The Interior Department on Monday denied a proposal that would have enabled construction of a road through an Alaskan wildlife refuge aimed at aiding emergency medical evacuations, an issue that dogged the beginning of Interior Secretary Sally Jewell's confirmation process.
Jewell confirmed an earlier finding by the U.S. Fish and Wildlife Service that said a land swap between the state of Alaska and the federal government to build a road through the Izembek National Wildlife Refuge would harm the ecosystem, which is home to waterfowl, caribou, grizzly bear and salmon.
"[A] road through the refuge would cause irreversible damage not only to the refuge itself, but to the wildlife that depend on it," Jewell said, adding that the land the refuge would surrender had irreplaceably unique characteristics.
The proposal, which had been under review for four years, became a hot button issue in February when Sen.
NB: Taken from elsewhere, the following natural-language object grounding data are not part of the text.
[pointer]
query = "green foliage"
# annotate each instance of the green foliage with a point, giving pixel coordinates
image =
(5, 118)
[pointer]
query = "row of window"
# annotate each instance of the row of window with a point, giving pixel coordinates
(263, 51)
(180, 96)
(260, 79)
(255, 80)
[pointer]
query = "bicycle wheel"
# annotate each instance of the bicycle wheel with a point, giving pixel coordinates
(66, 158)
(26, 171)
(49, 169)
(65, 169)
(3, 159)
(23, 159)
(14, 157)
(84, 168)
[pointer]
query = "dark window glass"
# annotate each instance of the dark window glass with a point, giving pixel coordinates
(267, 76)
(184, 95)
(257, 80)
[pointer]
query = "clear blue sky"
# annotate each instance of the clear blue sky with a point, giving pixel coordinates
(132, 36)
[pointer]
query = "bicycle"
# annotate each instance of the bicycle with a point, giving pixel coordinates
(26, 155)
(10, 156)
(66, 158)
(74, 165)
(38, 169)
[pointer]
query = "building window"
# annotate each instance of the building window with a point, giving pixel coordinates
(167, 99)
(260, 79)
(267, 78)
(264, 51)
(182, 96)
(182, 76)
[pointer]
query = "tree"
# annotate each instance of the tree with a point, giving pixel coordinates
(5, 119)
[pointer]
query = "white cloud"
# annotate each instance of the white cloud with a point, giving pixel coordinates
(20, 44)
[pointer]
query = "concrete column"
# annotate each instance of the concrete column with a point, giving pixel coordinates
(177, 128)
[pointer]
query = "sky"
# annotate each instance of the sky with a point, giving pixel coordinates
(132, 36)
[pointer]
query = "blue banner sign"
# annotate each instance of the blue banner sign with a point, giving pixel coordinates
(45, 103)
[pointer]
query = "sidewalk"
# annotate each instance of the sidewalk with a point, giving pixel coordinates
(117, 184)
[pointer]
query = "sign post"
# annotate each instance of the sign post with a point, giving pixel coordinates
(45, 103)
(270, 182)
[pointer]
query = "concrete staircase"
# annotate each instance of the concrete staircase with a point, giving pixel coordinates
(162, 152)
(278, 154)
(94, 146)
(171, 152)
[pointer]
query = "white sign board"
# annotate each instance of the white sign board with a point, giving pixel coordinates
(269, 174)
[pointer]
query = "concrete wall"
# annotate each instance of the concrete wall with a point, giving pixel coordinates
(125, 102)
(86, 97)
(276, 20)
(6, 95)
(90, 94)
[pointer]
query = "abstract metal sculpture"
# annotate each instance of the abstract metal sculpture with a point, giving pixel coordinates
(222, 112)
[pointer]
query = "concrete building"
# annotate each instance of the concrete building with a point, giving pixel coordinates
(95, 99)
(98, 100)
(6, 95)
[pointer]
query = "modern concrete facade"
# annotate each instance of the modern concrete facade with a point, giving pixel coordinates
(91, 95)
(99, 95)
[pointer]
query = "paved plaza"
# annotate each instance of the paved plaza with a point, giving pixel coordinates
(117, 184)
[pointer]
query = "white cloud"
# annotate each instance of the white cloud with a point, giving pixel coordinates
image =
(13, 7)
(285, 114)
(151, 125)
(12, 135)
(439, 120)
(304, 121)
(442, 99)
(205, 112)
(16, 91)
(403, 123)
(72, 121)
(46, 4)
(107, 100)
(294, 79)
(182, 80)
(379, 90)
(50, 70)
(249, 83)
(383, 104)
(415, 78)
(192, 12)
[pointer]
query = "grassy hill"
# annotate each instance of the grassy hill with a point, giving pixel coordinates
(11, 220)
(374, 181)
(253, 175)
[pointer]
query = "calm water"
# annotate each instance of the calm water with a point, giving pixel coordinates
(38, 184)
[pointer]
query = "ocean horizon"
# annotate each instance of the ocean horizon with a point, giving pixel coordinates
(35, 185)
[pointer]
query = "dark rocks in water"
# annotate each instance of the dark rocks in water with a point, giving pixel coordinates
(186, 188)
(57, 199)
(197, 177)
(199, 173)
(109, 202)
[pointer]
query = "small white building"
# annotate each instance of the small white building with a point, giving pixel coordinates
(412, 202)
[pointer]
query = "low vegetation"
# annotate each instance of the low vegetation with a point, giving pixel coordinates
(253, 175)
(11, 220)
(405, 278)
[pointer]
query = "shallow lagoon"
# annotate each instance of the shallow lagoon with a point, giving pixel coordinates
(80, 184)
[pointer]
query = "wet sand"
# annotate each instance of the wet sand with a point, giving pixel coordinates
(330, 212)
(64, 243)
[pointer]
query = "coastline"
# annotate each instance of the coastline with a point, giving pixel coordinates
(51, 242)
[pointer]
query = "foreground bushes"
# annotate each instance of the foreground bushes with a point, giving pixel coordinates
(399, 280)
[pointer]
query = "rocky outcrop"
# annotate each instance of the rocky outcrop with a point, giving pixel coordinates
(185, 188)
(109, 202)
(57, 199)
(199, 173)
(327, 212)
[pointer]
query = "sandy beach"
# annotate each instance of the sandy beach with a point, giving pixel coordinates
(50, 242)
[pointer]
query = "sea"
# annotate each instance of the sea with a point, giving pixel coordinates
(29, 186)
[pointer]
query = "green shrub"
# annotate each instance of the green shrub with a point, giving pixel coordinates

Lisa Murkowski, R-Alaska, threatened to block Jewell's confirmation until outgoing Interior chief Ken Salazar resolved the dispute.
Supporters in King Cove, Alaska, say the 10-mile stretch of road would significantly alleviate transportation complications residents must endure to reach nearby Cold Bay's all-weather airport.
Noting that, the Interior Department vowed to evaluate other options to "improve access to affordable transportation and health care for the citizens of this remote Alaska community."
Wildlife advocates cheered the decision, noting that the refuge serves as a vital habitat for several species — including nearly the entire world population of the Pacific black brant, a subspecies of the brant goose.
“We applaud Secretary Jewell’s strong stand to protect Izembek’s wilderness and its unmatched wildlife habitat from the damaging impacts of the proposed road,” said conservation biologist Kiersten Lippmann of the Center for Biological Diversity. “Clearly, building a road through this remote and ecologically critical area was not in the public interest.”